Un chauffeur kinois expérimenté parle, sens se gêner de son ignorance du code de la route : « Je connais les quatre coins de la ville mais, jusqu’à présent je ne connais pas encore le code de la route. Je n’ai plus le temps d’aller dans une auto-école. Mais je fais tout pour éviter les accidents. C’est le plus important pour moi ». Il n’est pas le seul à avouer son ignorance.
À en croire un officier de police, « la méconnaissance du code de la route est à la base des malentendus entre les policiers chargés de la circulation de la route. » Il propose aux auto-écoles « d’organiser des séances de recyclage à l’intention des conducteurs afin de réduire sensiblement le taux des accidents de la circulation à Kinshasa ».
À cette problématique du code de la route s’ajoute celle de la délivrance du permis de conduire. Pour l’Association des chauffeurs du Congo (ACCO), cela est du ressort des auto-écoles qualifiées et agréées par l’État après une formation adéquate et non par des mains de tiers. Conclusion: « Toute personne physique ou morale qui délivre ce document en dehors d’une structurée spécialisée est un faussaire et doit être arrêtée pour subir la rigueur de la loi. »
Amendes transactionnelles applicables pour les infractions au code de la route payables à la DGRAD.

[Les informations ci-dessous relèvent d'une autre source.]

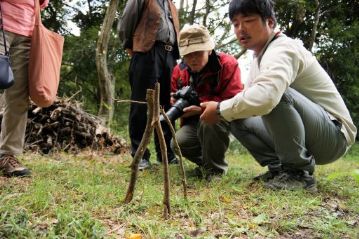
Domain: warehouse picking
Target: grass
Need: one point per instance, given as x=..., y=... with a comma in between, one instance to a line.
x=81, y=197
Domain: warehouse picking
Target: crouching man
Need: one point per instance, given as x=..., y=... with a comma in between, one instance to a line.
x=291, y=116
x=213, y=77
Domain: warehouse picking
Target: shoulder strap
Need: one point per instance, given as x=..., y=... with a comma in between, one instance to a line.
x=2, y=30
x=37, y=13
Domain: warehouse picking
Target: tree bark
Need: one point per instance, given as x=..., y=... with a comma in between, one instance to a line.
x=193, y=12
x=208, y=10
x=141, y=148
x=106, y=79
x=178, y=152
x=315, y=25
x=161, y=139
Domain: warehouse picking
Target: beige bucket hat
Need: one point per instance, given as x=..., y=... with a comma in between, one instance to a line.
x=194, y=38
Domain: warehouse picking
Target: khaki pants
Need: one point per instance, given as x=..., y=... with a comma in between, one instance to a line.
x=16, y=97
x=297, y=134
x=205, y=144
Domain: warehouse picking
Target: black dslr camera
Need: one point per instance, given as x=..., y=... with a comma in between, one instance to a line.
x=185, y=97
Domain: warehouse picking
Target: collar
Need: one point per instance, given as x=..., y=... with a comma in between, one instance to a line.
x=272, y=37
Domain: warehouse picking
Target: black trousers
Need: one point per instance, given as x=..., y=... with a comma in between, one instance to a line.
x=146, y=69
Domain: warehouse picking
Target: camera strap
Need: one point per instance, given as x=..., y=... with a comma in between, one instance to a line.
x=2, y=30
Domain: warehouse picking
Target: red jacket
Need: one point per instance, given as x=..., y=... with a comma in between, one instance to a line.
x=219, y=80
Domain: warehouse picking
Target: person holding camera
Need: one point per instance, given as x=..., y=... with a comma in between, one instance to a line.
x=213, y=77
x=290, y=116
x=148, y=30
x=18, y=23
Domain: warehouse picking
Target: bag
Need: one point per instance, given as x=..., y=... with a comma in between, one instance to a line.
x=6, y=74
x=45, y=62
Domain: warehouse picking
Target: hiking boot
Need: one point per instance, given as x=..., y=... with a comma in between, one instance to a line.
x=11, y=167
x=293, y=180
x=265, y=177
x=144, y=164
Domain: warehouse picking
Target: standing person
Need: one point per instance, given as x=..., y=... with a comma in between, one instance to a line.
x=18, y=22
x=148, y=30
x=212, y=76
x=292, y=117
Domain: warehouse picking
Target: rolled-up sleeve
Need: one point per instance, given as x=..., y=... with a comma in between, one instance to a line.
x=44, y=4
x=128, y=22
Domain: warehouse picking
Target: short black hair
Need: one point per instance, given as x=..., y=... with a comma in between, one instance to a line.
x=265, y=8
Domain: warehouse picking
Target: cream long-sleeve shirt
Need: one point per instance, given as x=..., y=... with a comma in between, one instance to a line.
x=286, y=63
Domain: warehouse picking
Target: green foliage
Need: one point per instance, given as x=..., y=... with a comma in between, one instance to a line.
x=81, y=197
x=336, y=41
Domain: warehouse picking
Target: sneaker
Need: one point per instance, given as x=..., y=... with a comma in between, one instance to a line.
x=144, y=164
x=11, y=167
x=173, y=160
x=202, y=173
x=265, y=177
x=293, y=180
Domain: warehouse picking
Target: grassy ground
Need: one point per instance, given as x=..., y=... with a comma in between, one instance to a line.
x=81, y=197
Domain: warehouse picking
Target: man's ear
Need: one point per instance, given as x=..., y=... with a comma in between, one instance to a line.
x=271, y=22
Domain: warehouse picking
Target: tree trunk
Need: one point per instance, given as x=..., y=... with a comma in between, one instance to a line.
x=208, y=10
x=315, y=25
x=106, y=79
x=193, y=12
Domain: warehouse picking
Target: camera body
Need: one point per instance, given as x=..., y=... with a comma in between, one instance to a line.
x=185, y=97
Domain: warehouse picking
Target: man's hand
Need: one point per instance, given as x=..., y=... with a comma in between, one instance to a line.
x=129, y=52
x=191, y=110
x=209, y=114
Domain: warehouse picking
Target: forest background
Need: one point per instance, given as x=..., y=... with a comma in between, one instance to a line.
x=95, y=67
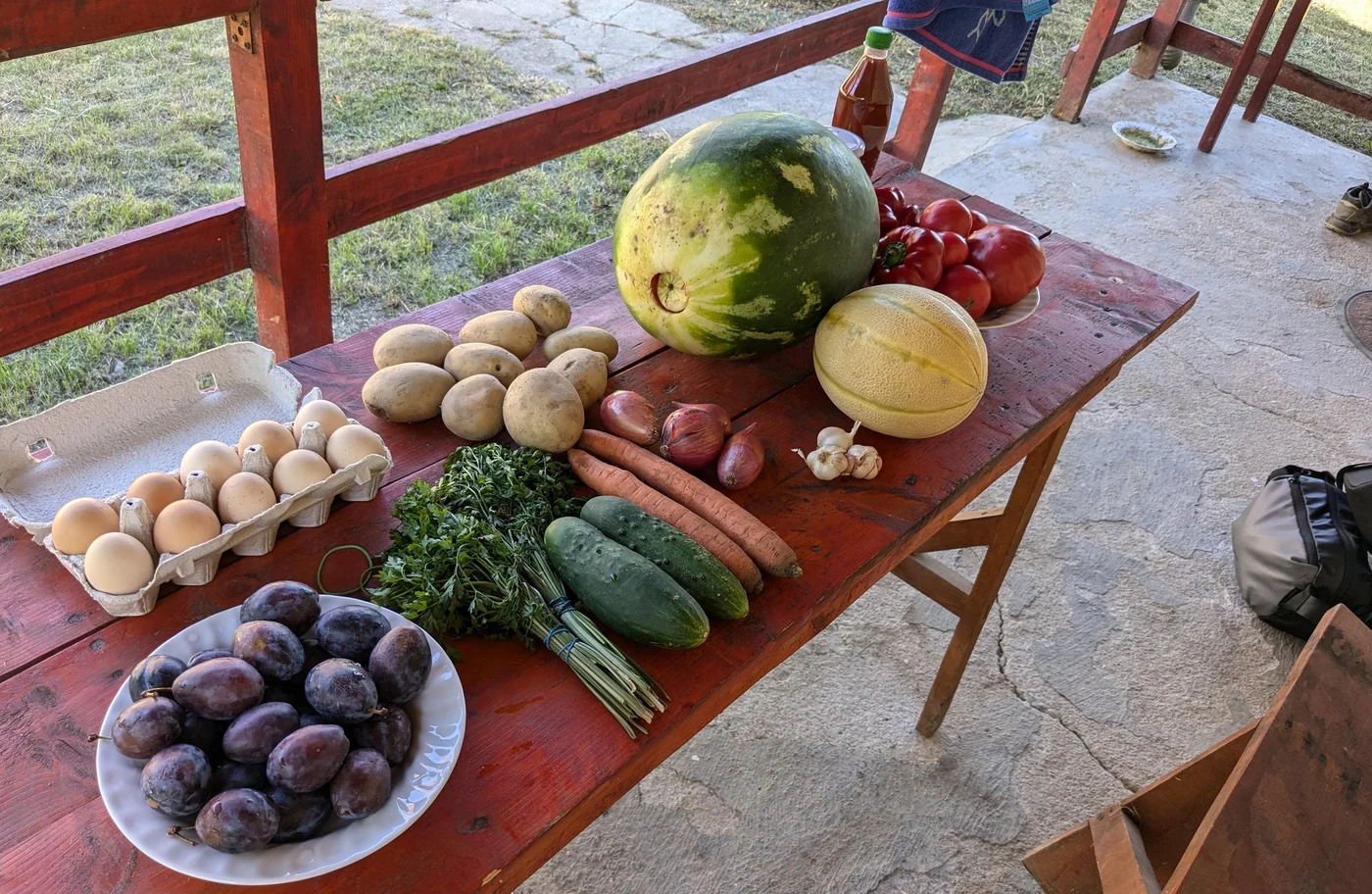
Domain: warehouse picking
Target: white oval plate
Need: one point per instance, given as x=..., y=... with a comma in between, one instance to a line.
x=439, y=720
x=1010, y=315
x=1143, y=137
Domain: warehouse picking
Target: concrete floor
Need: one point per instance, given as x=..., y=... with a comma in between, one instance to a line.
x=1121, y=646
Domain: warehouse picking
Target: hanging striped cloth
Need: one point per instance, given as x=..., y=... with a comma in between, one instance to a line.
x=992, y=38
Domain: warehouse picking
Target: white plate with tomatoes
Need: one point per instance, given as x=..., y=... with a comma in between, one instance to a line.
x=1018, y=312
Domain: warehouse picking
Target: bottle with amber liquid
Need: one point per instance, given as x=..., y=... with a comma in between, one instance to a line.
x=863, y=106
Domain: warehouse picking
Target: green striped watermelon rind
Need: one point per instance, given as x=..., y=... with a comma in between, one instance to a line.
x=743, y=233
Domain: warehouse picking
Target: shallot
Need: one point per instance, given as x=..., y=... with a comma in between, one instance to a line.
x=826, y=463
x=720, y=415
x=692, y=438
x=741, y=461
x=628, y=415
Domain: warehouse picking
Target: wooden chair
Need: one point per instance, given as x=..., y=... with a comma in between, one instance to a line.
x=1245, y=64
x=1278, y=808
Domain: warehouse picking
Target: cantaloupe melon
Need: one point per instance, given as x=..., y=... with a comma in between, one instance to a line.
x=902, y=360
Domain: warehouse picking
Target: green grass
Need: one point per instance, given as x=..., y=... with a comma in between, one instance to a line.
x=100, y=139
x=1335, y=40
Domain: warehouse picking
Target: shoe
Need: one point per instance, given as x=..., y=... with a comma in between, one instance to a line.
x=1353, y=213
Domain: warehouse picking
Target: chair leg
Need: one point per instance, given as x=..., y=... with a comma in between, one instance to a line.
x=1241, y=71
x=1014, y=520
x=1121, y=860
x=923, y=105
x=1086, y=64
x=1276, y=61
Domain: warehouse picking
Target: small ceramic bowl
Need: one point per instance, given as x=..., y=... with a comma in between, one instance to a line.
x=1143, y=137
x=439, y=721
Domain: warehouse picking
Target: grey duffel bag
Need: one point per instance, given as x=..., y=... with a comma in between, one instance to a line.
x=1298, y=552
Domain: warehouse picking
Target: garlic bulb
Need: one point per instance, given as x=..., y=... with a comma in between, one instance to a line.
x=833, y=435
x=826, y=463
x=864, y=462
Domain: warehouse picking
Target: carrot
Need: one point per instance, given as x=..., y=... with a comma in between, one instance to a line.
x=759, y=541
x=607, y=479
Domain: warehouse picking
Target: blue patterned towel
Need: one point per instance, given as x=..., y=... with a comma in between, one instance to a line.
x=991, y=38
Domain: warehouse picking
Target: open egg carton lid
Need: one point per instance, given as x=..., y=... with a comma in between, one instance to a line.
x=98, y=444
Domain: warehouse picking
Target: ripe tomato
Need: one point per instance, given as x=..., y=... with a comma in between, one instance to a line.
x=969, y=287
x=947, y=216
x=908, y=254
x=1010, y=257
x=956, y=249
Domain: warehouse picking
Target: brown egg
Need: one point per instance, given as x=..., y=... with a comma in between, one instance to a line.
x=350, y=444
x=324, y=412
x=117, y=564
x=182, y=524
x=213, y=458
x=158, y=490
x=274, y=438
x=243, y=496
x=298, y=470
x=79, y=522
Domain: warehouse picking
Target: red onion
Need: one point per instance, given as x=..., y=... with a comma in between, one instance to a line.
x=720, y=415
x=628, y=415
x=690, y=438
x=741, y=462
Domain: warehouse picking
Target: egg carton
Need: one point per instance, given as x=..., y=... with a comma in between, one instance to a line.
x=102, y=441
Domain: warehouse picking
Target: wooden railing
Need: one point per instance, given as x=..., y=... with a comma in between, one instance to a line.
x=291, y=204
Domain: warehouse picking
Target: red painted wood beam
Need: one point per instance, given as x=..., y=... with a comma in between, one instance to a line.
x=33, y=26
x=276, y=96
x=54, y=295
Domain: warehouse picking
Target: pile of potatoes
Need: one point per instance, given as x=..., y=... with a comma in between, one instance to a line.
x=480, y=384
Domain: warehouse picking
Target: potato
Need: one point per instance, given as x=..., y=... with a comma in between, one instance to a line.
x=544, y=411
x=408, y=391
x=546, y=307
x=472, y=408
x=475, y=359
x=412, y=342
x=586, y=370
x=580, y=336
x=507, y=328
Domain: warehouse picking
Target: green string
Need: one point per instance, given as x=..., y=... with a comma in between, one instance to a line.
x=361, y=584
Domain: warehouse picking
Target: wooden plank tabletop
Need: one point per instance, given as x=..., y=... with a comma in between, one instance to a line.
x=542, y=759
x=1294, y=814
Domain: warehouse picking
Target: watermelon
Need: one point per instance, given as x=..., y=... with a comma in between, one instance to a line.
x=744, y=232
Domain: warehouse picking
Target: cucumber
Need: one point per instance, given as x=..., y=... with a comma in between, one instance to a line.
x=688, y=564
x=631, y=595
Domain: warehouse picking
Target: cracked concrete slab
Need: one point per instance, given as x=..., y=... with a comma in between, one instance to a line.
x=1120, y=646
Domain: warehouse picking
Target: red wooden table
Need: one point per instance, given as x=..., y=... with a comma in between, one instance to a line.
x=541, y=759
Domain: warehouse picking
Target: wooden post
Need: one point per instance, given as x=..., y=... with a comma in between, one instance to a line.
x=1275, y=61
x=1149, y=55
x=1086, y=62
x=1238, y=74
x=276, y=92
x=923, y=105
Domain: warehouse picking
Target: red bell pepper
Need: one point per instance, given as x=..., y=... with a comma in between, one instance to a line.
x=908, y=254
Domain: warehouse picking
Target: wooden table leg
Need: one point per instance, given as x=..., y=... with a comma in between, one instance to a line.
x=1086, y=64
x=1276, y=61
x=1241, y=71
x=973, y=605
x=1149, y=55
x=923, y=105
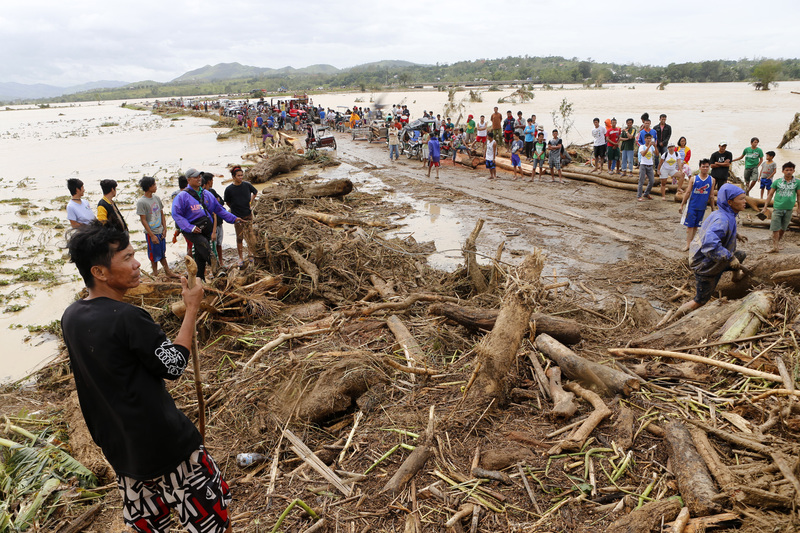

- Abandon de véhicule sur la voie publique : 20 dollars
- Changement brusque de bande : 20 dollars
- Clignotant continu : 20 dollars
- Défaut d´avertisseur : 20 dollars
- Défaut de casque de protection : 20 dollars
- Défaut de feu clignotant : 20 dollars
- Défaut d´essuie – glace : 20 dollars
- Défaut de rétroviseur : 20 dollars
- Exposition de personnes au danger : 20 dollars
- Embarquement et débarquement de personnes sur la voie publique : 20 dollars
- Incommodité de fumée nocive : 20 dollars
- Non- intention de virer à gauche ou à droite : 20 dollars
- Non- respect du signal de stop : 20 dollars
- Ralentissement non motivé : 20 dollars
- Mauvais arrêt ou mauvais stationnement : 25 dollars
- Mauvais dépassement : 25 dollars
- Refus d´exhiber les documents de bord : 25 dollars
- Défaut de pare-brise : 25 dollars
- Défaut de freins : 30 dollars
- Freinage brusque ou de circulation : 30 dollars
- Non- respect de la place sur la chaussée : 30 dollars
- Non – respect de la distance entre deux véhicules : 30 dollars
- Passagers de moins de 12ans au siège avant du véhicule : 30 dollars
- Refus de priorité : 30 dollars
- Mauvaises manœuvres de croisement ou de dépassement : 35 dollars
- Non – respect de sens, de marques au sol et de lignes continues : 35 dollars
- Non – respect de sens de la circulation ou de sens obligatoire : 35 dollars
- Permis de conduire expiré : 35 dollars
- Portière ouverte pendant que l´engin roule : 40 dollars
- Défaut de permis de conduire : 40 dollars
- Non- respect de signaux routiers : 40 dollars
- Refus de céder le passage : 40 dollars
- Refus d´obtempérer aux injonctions de l´agent qualifié : 40 dollars
- Défaut d´assurance : 50 dollars
- vresse au volant : 50 dollars
- Absence de plaques d´immatriculation : 50 dollars
- Excès de vitesse+ délit de fuite + enlèvement : 60 dollars
- Absence de carte rose ou faux et usage d´une fausse carte rose : 70 dollars
Source : Document officiel de la Police de circulation routière, 2012.